Mais Bileyo Donko ne l’entend pas de cette oreille. Plutôt que de s’expliquer sur les plateaux ou dans les colonnes des journaux, l’inspectrice des douanes a opté pour un terrain plus formel : la justice. Par l’intermédiaire de son avocat, elle a saisi le tribunal de grande instance de Lomé, selon des informations rapportées par nos confrères de Togo Breaking News.

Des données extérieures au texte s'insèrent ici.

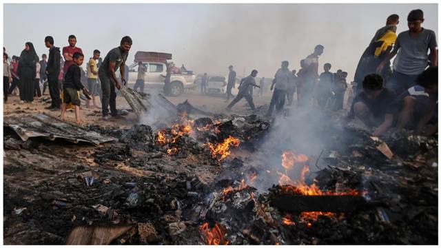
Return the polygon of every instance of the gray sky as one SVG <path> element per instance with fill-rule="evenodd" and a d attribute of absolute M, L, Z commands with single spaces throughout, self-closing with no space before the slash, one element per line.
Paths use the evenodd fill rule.
<path fill-rule="evenodd" d="M 397 32 L 407 30 L 413 9 L 424 12 L 423 27 L 438 39 L 438 5 L 431 4 L 12 4 L 3 5 L 3 46 L 19 55 L 26 41 L 37 54 L 48 53 L 44 37 L 55 45 L 68 45 L 77 37 L 86 58 L 94 49 L 104 56 L 129 35 L 133 45 L 127 64 L 136 51 L 173 54 L 196 73 L 224 74 L 232 64 L 238 74 L 259 71 L 273 76 L 280 61 L 298 70 L 300 60 L 317 44 L 325 46 L 320 57 L 331 71 L 342 69 L 352 80 L 360 56 L 387 16 L 400 15 Z"/>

La plainte vise Ferdinand Ayité ainsi que des personnes non identifiées, et articule plusieurs chefs : dénonciations calomnieuses, atteinte à l’honneur, diffusion de fausses nouvelles, violation de l’intimité et menaces.
Dans sa démarche, la mise en cause rejette catégoriquement les faits qui lui sont reprochés et affirme être injustement exposée à la vindicte populaire dans un contexte numérique où la viralité amplifie considérablement la portée de toute révélation, fondée ou non.
En parallèle de cette action judiciaire, Bileyo Donko et son conseil ont engagé une démarche directe auprès de NSIA Assurances Vie, par voie de correspondance, afin d’obtenir un rétablissement des faits concernant les dépôts financiers qui lui seraient attribués. Une initiative qui illustre bien la double nature de l’enjeu : juridique d’un côté, réputationnel de l’autre.
L’affaire est désormais entre les mains de la justice togolaise. Il reviendra aux juridictions compétentes de trancher entre la liberté d’investigation journalistique et les droits fondamentaux des personnes mises en cause, un équilibre délicat, au cœur de tout État de droit.